This is undefined, but is it legal?

J

jl_post

Hi,

I've heard that if you've declared a variable (such as a double or
an int) and not initialize it, then the result of printing out its
value is undefined.

I've also heard that "undefined behavior" can mean just about
anything, such as "flying monkeys shooting out of your nose." Sure,
that's an exaggeration, but normally I interpret that to mean that the
program can crash (or cease running) erratically, or even corrupt
data.

So my question is: Although I can never safely predict the printed
output of an uninitialized int or double, is it still safe (or legal)
to do so? In other words, if I run this program:

#include <iostream>

int main(int argc, char ** argv)
{
int i;
double d;

std::cout << "i = " << i << std::endl; // safe?
std::cout << "d = " << d << std::endl; // safe?

return 0;
}

I may not be able to predict what will print out, but is there any
chance that the program can crash because of those lines?

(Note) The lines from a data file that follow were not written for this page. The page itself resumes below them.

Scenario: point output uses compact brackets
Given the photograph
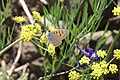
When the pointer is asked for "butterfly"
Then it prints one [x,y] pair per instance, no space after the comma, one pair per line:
[55,37]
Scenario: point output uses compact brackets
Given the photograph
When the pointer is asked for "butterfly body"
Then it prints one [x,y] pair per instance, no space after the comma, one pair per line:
[55,37]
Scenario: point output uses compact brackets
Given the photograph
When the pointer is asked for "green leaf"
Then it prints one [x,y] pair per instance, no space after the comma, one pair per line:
[4,72]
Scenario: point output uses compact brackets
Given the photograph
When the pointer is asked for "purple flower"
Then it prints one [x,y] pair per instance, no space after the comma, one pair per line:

If you're curious why I ask this, it's because in some code I'm
working through there is a structure with ints -- some of which are
never used nor initialized. However, this structure (will all its
ints) is getting written out to disk (and later read back in). But at
no time are the values of these uninitialized ints used for logic in
the code.

Because the code is writing out uninitialized values (and later
reading them in), is there a possibility that the program can self-
destruct (or corrupt anything) just because those ints weren't
initialized?

Thanks in advance.

-- Jean-Luc
 
L

Lionel B

Hi,

I've heard that if you've declared a variable (such as a double or
an int) and not initialize it, then the result of printing out its value
is undefined.

I've also heard that "undefined behavior" can mean just about
anything, such as "flying monkeys shooting out of your nose."

In fact the commonly acknowledged consequence is that your fridge defrosts.
Sure,
that's an exaggeration, but normally I interpret that to mean that the
program can crash (or cease running) erratically, or even corrupt data.

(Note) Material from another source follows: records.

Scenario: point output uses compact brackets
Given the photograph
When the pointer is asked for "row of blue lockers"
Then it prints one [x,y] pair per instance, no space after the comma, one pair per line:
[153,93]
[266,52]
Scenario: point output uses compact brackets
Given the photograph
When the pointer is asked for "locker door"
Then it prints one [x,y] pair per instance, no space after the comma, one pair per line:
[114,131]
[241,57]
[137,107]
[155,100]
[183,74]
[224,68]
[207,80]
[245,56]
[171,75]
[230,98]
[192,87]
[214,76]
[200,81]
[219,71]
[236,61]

So my question is: Although I can never safely predict the printed
output of an uninitialized int or double, is it still safe (or legal)
to do so?

It's certainly "legal" in the sense that it won't prevent your program
compiling.
In other words, if I run this program:

#include <iostream>

int main(int argc, char ** argv)
{
int i;
double d;

std::cout << "i = " << i << std::endl; // safe?
std::cout << "d = " << d << std::endl; // safe?

return 0;
}

I may not be able to predict what will print out, but is there any
chance that the program can crash because of those lines?

You're ok. The *value* of the variable i may well be undefined, but
i is nonetheless an int; and outputting an int - any int, whatever its
value - should never crash your program. Ditto double, etc.
 
J

James Kanze

I've heard that if you've declared a variable (such as a
double or an int) and not initialize it, then the result of
printing out its value is undefined.

Anything you do with its *value* is undefined behavior. (You
can still take its address, or assign to it.) With the
exception of unsigned char and char.
I've also heard that "undefined behavior" can mean just about
anything, such as "flying monkeys shooting out of your nose."
Sure, that's an exaggeration, but normally I interpret that to
mean that the program can crash (or cease running)
erratically, or even corrupt data.

In non-priviledged mode, under a modern general purpose OS,
that's what it normally means. On systems without a priviledged
mode (or in kernel code)... I have seen it require the disk to
be reformatted.
So my question is: Although I can never safely predict the
printed output of an uninitialized int or double, is it still
safe (or legal) to do so?

No. It's undefined behavior.
In other words, if I run this program:
#include <iostream>
int main(int argc, char ** argv)
{
int i;
double d;
std::cout << "i = " << i << std::endl; // safe?
std::cout << "d = " << d << std::endl; // safe?
return 0;
}
I may not be able to predict what will print out, but is there
any chance that the program can crash because of those lines?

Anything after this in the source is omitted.